先週、wowowで007一気6本放映! があった。ショーン・コネリーの「ロシアより愛をこめて」、ジョージ・レーゼンビーの「女王陛下の007」、ロジャー・ムーアの「ユアアイズオンリー」、ティモシー・ダルトンの「リビングデイライツ」、ピアース・ブロスナンの「ゴールデンアイ」、ダニエル・クレイグの「カジノロワイヤル」の6本だ。書くだけでも疲れるんだから、まだ全部は見ていない(録画した)。
所々、つまみ食いならぬ、つまみ見をしたのだが、「ユアアイズオンリー」には特別の思い入れがあり、ある種感慨をもって見ていた。リアルタイムで007を見たのは「私を愛したスパイ」(小学校5~6年)くらいからで、「ムーンレイカー」でマイブームが炸裂し、早く次見たい! と恋焦がれて、やっと見れたのが「ユアアイズオンリー」。その時の感動ときたら!
ま、今見ると、ロジャー・ムーアは演技がくさいし、おふざけ路線だし、動きがおっさんだしで、少々興ざめだ。しかし、ラストのクライマックスは、今見てもなかなかスリルがある。

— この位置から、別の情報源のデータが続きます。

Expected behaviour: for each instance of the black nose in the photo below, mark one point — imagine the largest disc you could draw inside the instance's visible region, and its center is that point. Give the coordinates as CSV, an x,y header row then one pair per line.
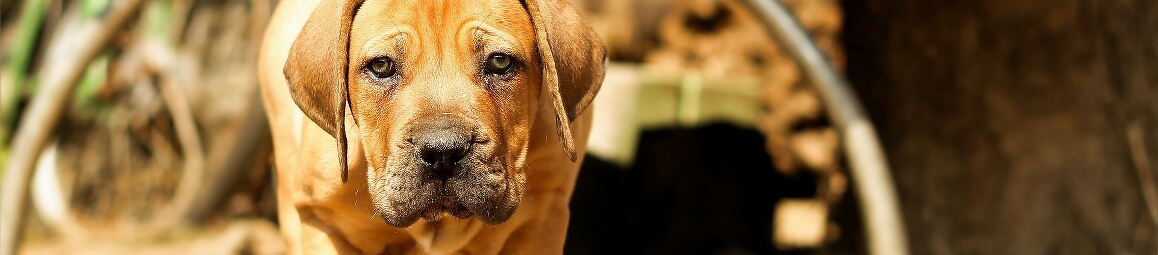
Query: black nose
x,y
441,144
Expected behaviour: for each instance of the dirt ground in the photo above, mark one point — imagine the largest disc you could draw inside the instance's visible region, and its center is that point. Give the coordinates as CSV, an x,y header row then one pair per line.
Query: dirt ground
x,y
1005,122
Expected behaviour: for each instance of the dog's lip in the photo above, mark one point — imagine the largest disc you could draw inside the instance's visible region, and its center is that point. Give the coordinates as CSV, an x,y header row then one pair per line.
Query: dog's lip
x,y
445,203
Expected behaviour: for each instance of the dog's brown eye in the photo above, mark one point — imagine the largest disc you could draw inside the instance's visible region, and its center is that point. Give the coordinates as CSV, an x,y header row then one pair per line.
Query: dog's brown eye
x,y
382,67
499,64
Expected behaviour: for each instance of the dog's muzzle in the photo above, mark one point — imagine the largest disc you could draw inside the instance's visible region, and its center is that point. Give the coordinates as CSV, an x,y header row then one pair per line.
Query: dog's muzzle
x,y
445,166
441,144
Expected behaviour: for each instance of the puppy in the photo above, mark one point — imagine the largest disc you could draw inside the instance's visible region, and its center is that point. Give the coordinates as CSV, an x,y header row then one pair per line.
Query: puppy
x,y
430,126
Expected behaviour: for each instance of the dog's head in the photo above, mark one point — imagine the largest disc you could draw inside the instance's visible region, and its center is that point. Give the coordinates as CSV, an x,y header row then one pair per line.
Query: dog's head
x,y
445,93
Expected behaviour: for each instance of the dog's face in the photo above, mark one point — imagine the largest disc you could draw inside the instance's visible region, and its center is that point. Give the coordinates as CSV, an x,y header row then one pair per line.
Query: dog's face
x,y
445,93
445,96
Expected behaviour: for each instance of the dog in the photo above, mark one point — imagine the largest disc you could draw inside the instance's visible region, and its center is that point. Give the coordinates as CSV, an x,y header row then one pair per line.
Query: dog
x,y
432,126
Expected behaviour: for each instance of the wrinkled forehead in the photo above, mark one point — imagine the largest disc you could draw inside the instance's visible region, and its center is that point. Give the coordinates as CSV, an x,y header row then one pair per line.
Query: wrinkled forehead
x,y
435,21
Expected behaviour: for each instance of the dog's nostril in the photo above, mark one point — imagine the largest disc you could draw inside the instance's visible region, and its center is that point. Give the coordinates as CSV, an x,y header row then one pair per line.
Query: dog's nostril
x,y
444,153
442,147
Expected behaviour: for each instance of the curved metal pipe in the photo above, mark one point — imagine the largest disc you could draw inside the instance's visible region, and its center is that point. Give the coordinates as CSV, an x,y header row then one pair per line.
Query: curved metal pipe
x,y
880,211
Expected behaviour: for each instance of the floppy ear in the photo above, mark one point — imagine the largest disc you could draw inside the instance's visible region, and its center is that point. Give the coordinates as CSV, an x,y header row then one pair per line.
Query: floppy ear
x,y
316,68
572,58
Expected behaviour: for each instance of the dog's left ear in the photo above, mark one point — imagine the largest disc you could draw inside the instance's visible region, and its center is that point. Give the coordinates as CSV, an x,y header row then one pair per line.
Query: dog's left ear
x,y
316,68
572,57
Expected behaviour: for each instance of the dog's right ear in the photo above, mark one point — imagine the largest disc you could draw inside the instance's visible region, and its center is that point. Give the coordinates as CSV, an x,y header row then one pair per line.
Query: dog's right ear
x,y
316,68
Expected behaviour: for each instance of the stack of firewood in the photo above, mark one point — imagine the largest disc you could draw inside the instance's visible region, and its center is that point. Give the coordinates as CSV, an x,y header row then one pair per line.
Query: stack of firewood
x,y
722,39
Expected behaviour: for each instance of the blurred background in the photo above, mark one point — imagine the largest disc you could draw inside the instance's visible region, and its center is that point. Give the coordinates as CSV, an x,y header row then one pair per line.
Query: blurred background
x,y
1010,126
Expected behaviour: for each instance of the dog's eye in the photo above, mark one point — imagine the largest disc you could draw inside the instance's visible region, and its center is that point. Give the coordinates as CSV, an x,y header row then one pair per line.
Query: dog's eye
x,y
499,64
382,67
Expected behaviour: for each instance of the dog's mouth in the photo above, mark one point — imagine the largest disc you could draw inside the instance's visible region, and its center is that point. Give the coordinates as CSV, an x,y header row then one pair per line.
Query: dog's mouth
x,y
445,205
405,191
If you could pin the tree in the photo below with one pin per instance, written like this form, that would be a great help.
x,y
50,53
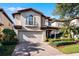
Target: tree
x,y
68,10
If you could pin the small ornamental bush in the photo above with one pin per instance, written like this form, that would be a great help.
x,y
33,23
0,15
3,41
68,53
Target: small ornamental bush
x,y
62,43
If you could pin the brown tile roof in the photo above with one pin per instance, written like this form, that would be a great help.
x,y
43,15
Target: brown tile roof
x,y
23,10
6,15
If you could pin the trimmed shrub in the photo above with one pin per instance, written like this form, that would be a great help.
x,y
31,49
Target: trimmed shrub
x,y
9,37
9,42
55,40
62,43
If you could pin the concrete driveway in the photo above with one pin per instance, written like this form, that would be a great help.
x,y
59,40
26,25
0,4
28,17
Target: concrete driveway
x,y
35,49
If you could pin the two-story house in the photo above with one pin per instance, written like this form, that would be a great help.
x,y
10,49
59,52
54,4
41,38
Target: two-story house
x,y
29,24
5,21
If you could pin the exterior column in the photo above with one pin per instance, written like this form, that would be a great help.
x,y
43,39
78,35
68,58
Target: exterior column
x,y
44,35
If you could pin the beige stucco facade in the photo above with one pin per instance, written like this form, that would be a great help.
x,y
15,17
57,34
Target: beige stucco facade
x,y
5,21
32,33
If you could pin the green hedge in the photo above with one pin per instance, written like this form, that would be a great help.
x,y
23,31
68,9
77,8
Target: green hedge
x,y
9,42
62,43
65,39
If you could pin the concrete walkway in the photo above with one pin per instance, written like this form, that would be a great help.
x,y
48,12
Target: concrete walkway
x,y
35,49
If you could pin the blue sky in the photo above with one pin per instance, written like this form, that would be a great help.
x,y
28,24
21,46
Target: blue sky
x,y
46,8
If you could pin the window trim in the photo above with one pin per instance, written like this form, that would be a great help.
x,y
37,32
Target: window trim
x,y
27,21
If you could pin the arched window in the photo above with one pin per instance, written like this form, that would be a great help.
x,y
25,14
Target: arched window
x,y
30,20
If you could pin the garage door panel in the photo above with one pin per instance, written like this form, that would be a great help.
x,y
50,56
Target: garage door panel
x,y
30,36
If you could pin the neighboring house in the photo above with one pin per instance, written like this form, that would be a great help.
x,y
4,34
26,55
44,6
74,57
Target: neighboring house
x,y
30,25
5,21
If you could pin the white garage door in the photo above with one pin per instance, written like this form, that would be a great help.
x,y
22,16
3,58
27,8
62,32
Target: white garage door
x,y
31,36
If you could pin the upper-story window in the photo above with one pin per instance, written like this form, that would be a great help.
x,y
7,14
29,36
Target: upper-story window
x,y
29,20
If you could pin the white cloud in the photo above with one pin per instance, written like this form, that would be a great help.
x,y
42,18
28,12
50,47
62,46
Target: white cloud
x,y
14,9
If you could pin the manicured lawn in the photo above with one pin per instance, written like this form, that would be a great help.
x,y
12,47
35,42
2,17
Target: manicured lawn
x,y
69,48
6,50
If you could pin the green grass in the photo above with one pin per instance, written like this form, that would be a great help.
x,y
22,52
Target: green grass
x,y
69,49
6,50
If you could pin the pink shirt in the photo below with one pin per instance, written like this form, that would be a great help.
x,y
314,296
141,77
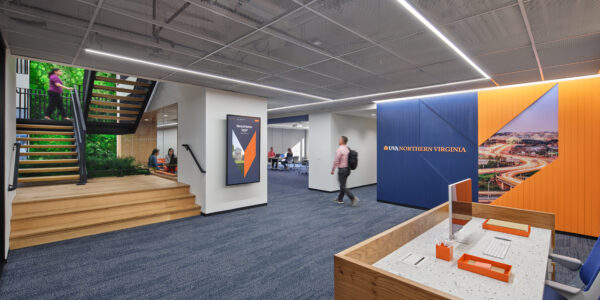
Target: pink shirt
x,y
52,87
341,157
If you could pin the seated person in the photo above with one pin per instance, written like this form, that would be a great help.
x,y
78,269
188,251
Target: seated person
x,y
289,157
274,161
171,161
152,160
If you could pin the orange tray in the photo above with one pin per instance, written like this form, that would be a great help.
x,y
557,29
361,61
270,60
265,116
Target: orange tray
x,y
463,264
507,230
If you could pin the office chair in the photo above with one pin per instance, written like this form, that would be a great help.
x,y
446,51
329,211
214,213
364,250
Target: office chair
x,y
588,273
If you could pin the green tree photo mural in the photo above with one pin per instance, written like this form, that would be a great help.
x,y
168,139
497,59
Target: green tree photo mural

しかし、タイトルが気に入らない。原題は「For your eyes only」。それまでの007シリーズは、原題は邦題訳していたし、それがなかなか優れたものがあった。例えば「You only live twice」は「007は2度死ぬ」だし、「Live and let die」は「死ぬのは奴らだ」といった具合。
しかし、「For your eyes only」だけはどうにも訳せなかったようだ。小説では「読後焼却すべし」となっているが、これでは確かにだめだ。「007/あなたの瞳に」という案もあったそうで、僕はこれが好きなのだが、映画の内容には合わない。結局、中途半端で意味不明の「ユアアイズオンリー」になってしまって残念。
以後も「リビングデイライツ」、「トゥモローネバーダイ」、「ワールドイズノットイナフ」、「ダイアナザーデイ」などと、訳すのをあきらめてしまった感がある。昔からのファンにとってはある意味興ざめだ。
あと、テレビで初めてムーア・ボンドの1作目「死ぬのは奴らだ」を放送した時の感激もよく覚えている。例によって女といちゃついているボンドに電話が掛かる。放してくれない女に向かって「どいてくれ」というのが第一声だった。これがまたしぶくてクールな声だった。
この吹き替えを担当したのが、広川太一郎さん。先日お亡くなりになってしまった。ムーアの声にぴったりだった。他にも、宮崎ホームズで犬のホームズをあてていた。2枚目路線の一方で、3枚目もうまく、アドリブおふざけ路線で有名だが、実はあれらはすべて打ち合わせした上での演出だったのだという。DVDの関係だろうか、最近改めてムーア・ボンドの吹き替えをやっていたが、声が少しかすれ気味であった点に年月を感じてしまった。
「For your eyes only」はタイトルソングもいい。歌っているのはシーナ・イーストン。今聞いてもじんとくる。ムーア・ボンド=広川太一郎さんの声とかぶって……。